First, I wouldn't put a lot of stock in the provost marshal's descriptions of the pictures that generated the talk in the Rolla saloon. The PM was more interested in what Mr. Lowe actually stated, and not what the pictures purported to show. In other words, the PM may have got his description of the pictures mixed up, since it was not his primary interest in the case at hand. The pictures in question may have actually portrayed something different than what the PM recorded later.
Second, I have not seen books with illustrations about guerrillas that early in the war. That is not to say they did not exist, but I haven't heard of nor seen them. I do not know if the dime novels were around by February 1865, although it wasn't long after that.

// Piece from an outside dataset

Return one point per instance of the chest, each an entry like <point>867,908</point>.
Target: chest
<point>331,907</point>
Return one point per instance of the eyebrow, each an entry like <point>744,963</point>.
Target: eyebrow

What I am guessing caused the ruckus in the saloon were comments about a recent edition of the illustrated weeklies such as "Harper's" or "Leslie's." I see from an index of "Harper's" that in the 24 December 1864 issue were two illustrations on page 829 entitled "Guerrilla Depredations--Seizing Horses" and "Guerrilla Depredations--'Your Money or Your Life.'" I would guess that at Rolla, way out west, the 24 December issue may be rather new as of 13 February 1865, or at least may still be hanging around the town.
I am sorry I couldn't pin this down better than that, but illustrations of guerrillas intrigue me, as many of you know.